As reported by BBC news, almost half of secondary schools in England sent home one or more pupils because of COVID incidents last week, the latest attendance figures show
The updated figures show five per cent – or about 400,000 pupils – are out of school because of COVID outbreaks. It meant pupils isolating in 46% of secondary and 16% of primary schools.
Disruption from COVID has been increasing in schools – but the way of counting has changed which prevents comparisons with previous weeks. Since the start of term, the Department for Education (DfE) has published a figure showing how many schools were only partially open because of having to send home groups of pupils – which had risen to 21%.
But the latest weekly figures use a different way of showing how attendance has been affected during the pandemic – based on one or more pupils having to self-isolate.
This shows 21% of all schools, primary and secondary, sending home a pupil – with up to 13% sending home 30 or more pupils. Below this overall average, secondary schools continue to face much more significant problems – three times more likely to send home pupils than in primary. Overall attendance has worsened from 90% to 89% – but very few schools, about 0.3%, have been completely closed.
Julie McCulloch of the ASCL head teachers’ union said the latest figures showed the ‘high level of disruption’ from COVID outbreaks.
She said schools ‘haven’t received enough support from the government’ over access to testing and health advice – and a helpline set up for schools by the DfE had proved ‘patchy’ in its usefulness.

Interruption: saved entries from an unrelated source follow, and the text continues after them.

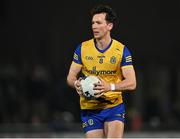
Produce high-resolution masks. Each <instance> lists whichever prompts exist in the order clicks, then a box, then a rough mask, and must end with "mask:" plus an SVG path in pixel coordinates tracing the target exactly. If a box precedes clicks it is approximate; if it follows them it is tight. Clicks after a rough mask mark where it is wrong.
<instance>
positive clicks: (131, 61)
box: [95, 47, 136, 93]
mask: <svg viewBox="0 0 180 139" xmlns="http://www.w3.org/2000/svg"><path fill="white" fill-rule="evenodd" d="M121 72H122V76H123V80H122V81H120V82H118V83H111V84H109V83H108V82H106V81H104V80H103V79H101V83H98V84H96V87H95V89H96V90H99V91H98V93H99V92H100V93H102V92H104V93H105V92H108V91H126V90H135V89H136V75H135V71H134V67H133V65H132V56H131V53H130V51H129V50H128V48H127V47H124V50H123V55H122V61H121Z"/></svg>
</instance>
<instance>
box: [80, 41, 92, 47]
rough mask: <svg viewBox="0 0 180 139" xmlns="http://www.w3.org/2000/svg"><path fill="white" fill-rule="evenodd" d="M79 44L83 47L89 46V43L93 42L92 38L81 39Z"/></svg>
mask: <svg viewBox="0 0 180 139" xmlns="http://www.w3.org/2000/svg"><path fill="white" fill-rule="evenodd" d="M81 44H82V46H83V47H84V46H90V45H92V44H94V39H90V40H86V41H83V42H82V43H81Z"/></svg>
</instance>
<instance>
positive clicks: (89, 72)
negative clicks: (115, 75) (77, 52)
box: [87, 66, 116, 76]
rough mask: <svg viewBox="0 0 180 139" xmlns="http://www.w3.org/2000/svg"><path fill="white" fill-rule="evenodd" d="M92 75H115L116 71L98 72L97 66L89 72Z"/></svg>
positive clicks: (92, 68)
mask: <svg viewBox="0 0 180 139" xmlns="http://www.w3.org/2000/svg"><path fill="white" fill-rule="evenodd" d="M87 72H88V73H90V74H95V75H97V76H98V75H100V74H115V73H116V70H96V66H95V67H93V68H92V70H87Z"/></svg>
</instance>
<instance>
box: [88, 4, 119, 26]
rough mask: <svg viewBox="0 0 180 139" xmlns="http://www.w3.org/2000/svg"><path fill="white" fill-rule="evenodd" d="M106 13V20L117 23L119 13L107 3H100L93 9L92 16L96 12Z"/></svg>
mask: <svg viewBox="0 0 180 139" xmlns="http://www.w3.org/2000/svg"><path fill="white" fill-rule="evenodd" d="M100 13H106V17H105V19H106V21H108V22H110V23H113V24H115V23H116V22H117V15H116V13H115V12H114V11H113V9H112V8H111V7H109V6H107V5H98V6H95V7H94V8H93V9H92V10H91V17H93V16H94V15H95V14H100Z"/></svg>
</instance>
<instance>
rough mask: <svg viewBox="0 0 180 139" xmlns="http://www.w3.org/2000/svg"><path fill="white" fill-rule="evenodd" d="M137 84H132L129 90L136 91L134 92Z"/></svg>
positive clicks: (134, 82)
mask: <svg viewBox="0 0 180 139" xmlns="http://www.w3.org/2000/svg"><path fill="white" fill-rule="evenodd" d="M136 86H137V85H136V82H132V83H131V85H130V88H129V90H131V91H134V90H136Z"/></svg>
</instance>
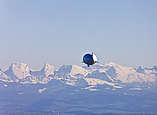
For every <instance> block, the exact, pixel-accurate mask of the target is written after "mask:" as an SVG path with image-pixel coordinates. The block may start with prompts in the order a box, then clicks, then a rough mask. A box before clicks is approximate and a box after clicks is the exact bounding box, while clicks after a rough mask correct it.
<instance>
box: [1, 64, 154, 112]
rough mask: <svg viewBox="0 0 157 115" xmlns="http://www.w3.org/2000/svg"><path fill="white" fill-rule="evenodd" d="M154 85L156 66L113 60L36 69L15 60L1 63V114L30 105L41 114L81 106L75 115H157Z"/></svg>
mask: <svg viewBox="0 0 157 115" xmlns="http://www.w3.org/2000/svg"><path fill="white" fill-rule="evenodd" d="M156 88H157V67H156V66H154V67H142V66H139V67H137V68H133V67H126V66H122V65H119V64H116V63H113V62H110V63H107V64H105V65H102V64H96V65H93V66H90V67H86V66H78V65H63V66H61V67H60V68H58V69H55V67H54V66H53V65H50V64H45V65H44V66H43V67H42V68H41V70H38V71H33V70H32V69H31V68H30V67H28V65H27V64H24V63H14V64H11V66H10V67H9V68H8V70H6V71H3V70H1V69H0V100H1V102H0V106H1V108H2V109H0V114H2V115H3V114H6V113H7V114H6V115H12V114H13V113H12V112H14V113H15V114H16V115H18V114H19V115H21V114H23V113H24V112H28V114H31V111H32V112H33V113H32V114H38V115H41V113H42V114H44V113H43V112H46V113H45V114H49V112H50V114H55V113H53V112H54V111H55V110H58V111H61V112H62V113H63V114H65V115H69V114H70V113H69V112H72V113H77V112H76V111H81V112H83V113H78V114H76V115H82V114H87V112H91V113H95V112H96V113H98V115H100V114H103V113H107V115H108V112H111V113H115V112H118V113H119V114H118V115H127V113H128V115H130V114H129V113H131V114H132V113H133V114H136V115H141V113H142V114H143V113H144V112H145V113H146V115H147V114H148V112H149V113H150V114H151V115H153V113H152V112H154V113H155V114H154V115H156V114H157V110H156V106H157V101H156V100H157V93H156ZM132 105H134V106H132ZM39 108H40V109H39ZM3 110H5V111H3ZM8 111H11V112H10V114H9V113H8ZM20 112H21V113H20ZM34 112H37V113H34ZM26 114H27V113H26ZM57 114H58V113H57ZM89 114H90V113H89ZM94 115H96V114H94ZM112 115H113V114H112ZM116 115H117V114H116Z"/></svg>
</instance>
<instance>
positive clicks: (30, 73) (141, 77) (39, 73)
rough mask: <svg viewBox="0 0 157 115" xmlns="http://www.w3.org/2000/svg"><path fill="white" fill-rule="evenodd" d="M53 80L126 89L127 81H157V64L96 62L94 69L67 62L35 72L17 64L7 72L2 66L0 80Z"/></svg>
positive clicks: (92, 66) (43, 68)
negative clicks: (126, 63)
mask: <svg viewBox="0 0 157 115" xmlns="http://www.w3.org/2000/svg"><path fill="white" fill-rule="evenodd" d="M52 80H59V81H60V82H62V83H64V84H66V85H70V86H81V85H82V88H83V87H84V89H90V88H93V87H95V86H97V85H104V86H111V87H113V88H122V87H123V85H124V84H131V83H139V84H145V83H146V84H148V83H150V84H153V83H156V81H157V68H156V66H155V67H152V68H144V67H143V68H141V67H140V68H133V67H125V66H121V65H119V64H116V63H113V62H110V63H108V64H106V65H101V64H96V65H94V66H91V67H90V68H88V67H81V66H78V65H63V66H61V67H60V68H59V69H57V70H56V69H55V67H54V66H53V65H50V64H45V65H44V67H43V68H42V69H41V70H39V71H32V70H31V69H30V68H29V67H28V65H27V64H24V63H13V64H11V66H10V67H9V69H8V70H6V71H2V70H1V69H0V81H2V82H6V83H7V82H19V83H21V84H37V83H40V84H47V83H49V82H50V81H52ZM135 89H136V88H135ZM137 89H139V88H137ZM42 91H43V90H40V91H39V92H42Z"/></svg>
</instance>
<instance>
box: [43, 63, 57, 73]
mask: <svg viewBox="0 0 157 115" xmlns="http://www.w3.org/2000/svg"><path fill="white" fill-rule="evenodd" d="M54 70H55V69H54V66H53V65H50V64H45V65H44V67H43V68H42V69H41V71H42V72H44V73H45V74H46V76H49V75H50V74H53V73H54Z"/></svg>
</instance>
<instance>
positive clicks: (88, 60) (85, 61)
mask: <svg viewBox="0 0 157 115" xmlns="http://www.w3.org/2000/svg"><path fill="white" fill-rule="evenodd" d="M83 62H84V63H85V64H87V65H88V67H89V66H90V65H93V64H95V63H96V62H97V58H96V56H95V55H94V54H93V53H92V54H85V55H84V56H83Z"/></svg>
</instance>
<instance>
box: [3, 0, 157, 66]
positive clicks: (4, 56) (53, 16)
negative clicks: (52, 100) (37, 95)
mask: <svg viewBox="0 0 157 115" xmlns="http://www.w3.org/2000/svg"><path fill="white" fill-rule="evenodd" d="M156 6H157V1H156V0H1V1H0V25H1V26H0V51H1V55H0V67H1V68H2V67H4V66H8V65H9V64H10V63H12V62H24V63H27V64H29V65H30V66H31V67H32V68H37V67H41V66H42V65H43V64H44V63H50V64H54V65H58V64H80V62H81V58H82V55H83V54H84V53H85V52H87V51H93V52H95V54H96V55H97V57H98V58H99V60H100V61H101V62H103V63H107V62H110V61H113V62H116V63H119V64H122V65H128V66H137V65H144V66H151V65H157V53H156V50H157V13H156V12H157V7H156Z"/></svg>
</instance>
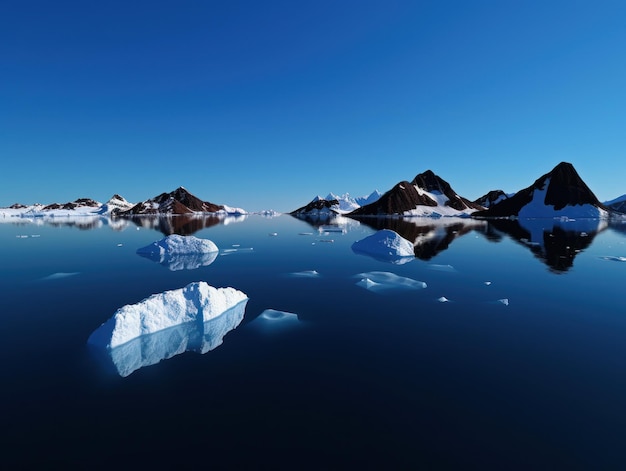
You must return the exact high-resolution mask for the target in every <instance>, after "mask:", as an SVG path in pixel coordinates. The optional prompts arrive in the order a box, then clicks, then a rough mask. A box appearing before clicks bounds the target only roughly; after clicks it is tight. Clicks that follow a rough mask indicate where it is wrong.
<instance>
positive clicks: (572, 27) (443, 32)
mask: <svg viewBox="0 0 626 471" xmlns="http://www.w3.org/2000/svg"><path fill="white" fill-rule="evenodd" d="M0 161H1V163H0V206H8V205H10V204H12V203H14V202H21V203H34V202H41V203H51V202H54V201H58V202H64V201H69V200H74V199H76V198H79V197H91V198H95V199H98V200H100V201H106V200H107V199H108V198H109V197H110V196H111V195H112V194H113V193H120V194H121V195H122V196H124V197H125V198H126V199H128V200H129V201H133V202H136V201H140V200H144V199H147V198H149V197H152V196H154V195H156V194H159V193H161V192H164V191H172V190H174V189H175V188H177V187H178V186H181V185H182V186H185V187H186V188H187V189H188V190H189V191H191V192H192V193H194V194H195V195H197V196H199V197H200V198H202V199H205V200H208V201H211V202H214V203H217V204H228V205H231V206H239V207H243V208H244V209H247V210H249V211H256V210H260V209H275V210H278V211H290V210H293V209H296V208H297V207H299V206H302V205H303V204H305V203H307V202H308V201H310V199H311V198H313V197H314V196H315V195H316V194H320V195H322V196H324V195H325V194H327V193H328V192H331V191H332V192H335V193H343V192H349V193H350V194H351V195H353V196H361V195H366V194H368V193H370V192H371V191H372V190H374V189H378V190H380V191H381V192H384V191H386V190H388V189H389V188H391V187H392V186H393V185H394V184H395V183H397V182H399V181H401V180H411V179H412V178H413V177H414V176H415V175H416V174H418V173H421V172H423V171H425V170H427V169H431V170H433V171H434V172H435V173H437V174H438V175H439V176H441V177H442V178H443V179H445V180H447V181H448V182H449V183H450V184H451V185H452V187H453V188H454V189H455V190H456V191H457V193H459V194H460V195H462V196H465V197H467V198H470V199H475V198H477V197H479V196H481V195H483V194H484V193H486V192H487V191H489V190H492V189H497V188H500V189H503V190H504V191H506V192H514V191H517V190H519V189H521V188H524V187H526V186H528V185H530V184H531V183H532V182H533V181H534V180H535V179H536V178H538V177H539V176H540V175H542V174H543V173H546V172H548V171H549V170H551V169H552V168H553V167H554V166H555V165H556V164H558V163H559V162H560V161H568V162H571V163H573V164H574V166H575V168H576V169H577V170H578V172H579V173H580V175H581V176H582V178H583V179H584V180H585V181H586V182H587V184H588V185H589V186H590V187H591V189H592V190H593V191H594V192H595V193H596V195H597V196H598V198H599V199H600V200H603V201H604V200H608V199H612V198H615V197H617V196H620V195H622V194H624V193H626V183H625V180H626V178H625V177H626V2H624V1H622V0H615V1H601V0H599V1H591V0H589V1H577V0H568V1H550V0H543V1H532V0H529V1H506V0H505V1H500V0H492V1H480V0H478V1H473V0H472V1H469V0H457V1H446V0H439V1H437V0H433V1H418V0H416V1H393V0H384V1H383V0H381V1H367V0H360V1H340V0H335V1H325V0H316V1H272V0H268V1H232V0H224V1H219V2H218V1H210V0H206V1H193V2H192V1H176V2H174V1H168V2H164V1H159V0H154V1H149V2H148V1H145V2H144V1H117V0H112V1H106V2H105V1H98V2H92V1H84V0H81V1H75V2H73V1H66V0H57V1H49V0H45V1H43V0H33V1H29V0H3V1H2V2H0Z"/></svg>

But the DfE said the attendance figures showed ‘a small proportion of pupils are self-isolating’ which was ‘similar to previous weeks’.
Appearing before the Education Select Committee on Tuesday morning, England’s Schools Minister Nick Gibb said the change in data published on attendance provided more ‘granular detail’.
“So the attendance data that’s published this afternoon will be on a different timeline from the data we’ve published so far, because the data we’ve collected so far asks schools to report whether they have sent home groups of pupils.”